En guise d'étrennes pour cette nouvelle année, je vous offre ce petit texte dans lequel vous vous reconnaitrez peut-être... JE RAJOUTE QUE C 'EST A PRENDRE AU 2EME DEGRE
L’IDIOSYNCRASIE DU FOSSILEUX
Du premier abord, rien ne le distingue du randonneur du dimanche.
Un sac à dos, de bonnes chaussures, un solide pantalon… même en été, curieux. La carte qu’il tient dans la main est curieuse aussi, constituée de tâches de couleurs, elle ne sort pas des ateliers IGN. Et à y regarder de plus près, les chaussures sont plus de sécurité que de marche…
Bizarrement, ce promeneur n’a aucun intérêt pour le splendide paysage. Seule l’intéresse la paroi qui borde le chemin.
Les yeux rivés à la falaise, il scrute, l’œil en mode scanner. Il étudie le moindre renflement, la moindre brisure, la plus petite forme rompant la monotonie du calcaire.
D’un coup son corps se raidit, son visage se tend. Fébrile, de son sac à dos il sort burin et massette. Pendant de longues minutes il étudie le caillou, ne pas frapper n’importe où, se servir des failles naturelles, prendre de la marge. Surtout ne pas abîmer la pièce !
L’habitude et la chance font le reste.
Dégoulinant de sueur, une épaule douloureuse, un large sourire éclaire pourtant son visage. L’ammonite est sortie sans dommage. « Ah qu’elle est belle ! » pense-t-il.
Mais souvent on peut l’entendre jurer « Putain ! Fait chier ! », l’objet de sa convoitise s’est brisé sans même sortir de la matrice qui l’a créée.
Il reprend alors sa route, quelques mètres seulement, et recommence encore et encore.
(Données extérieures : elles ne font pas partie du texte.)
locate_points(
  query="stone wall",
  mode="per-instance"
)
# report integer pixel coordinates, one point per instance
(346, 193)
L’individu est souvent seul. L’unique partage de ses « trésors », c’est chez lui, dans ses vitrines devant lesquelles il explique longuement à ses amis ébahis ou lassés comment il l’a EU celle-là.
Quand, par hasard, il est accompagné d’un corélégionnaire, une compétition sourde s’insinue dans la belle amitié qu’il pensait éternelle. Il s’efforce de s’extasier sur la trouvaille de l’autre mais une noire jalousie lui pince le cœur mettant en péril les futures sorties ensemble.
A l’instar du ramasseur de champignons, il ne dévoile pas SES coins. Il reste évasif, laissant filtrer un minimum d’informations quant il n’en donne pas carrément de fausses.
Peu exigeant, pour les prochaines vacances, il a plus besoin de sa connexion Internet que d’une nouvelle valise. Il passe de longues heures à décrypter les cartes Info-Terre de son lieu de villégiature, 3 minutes et demi étant consacré à la préparation de son bagage.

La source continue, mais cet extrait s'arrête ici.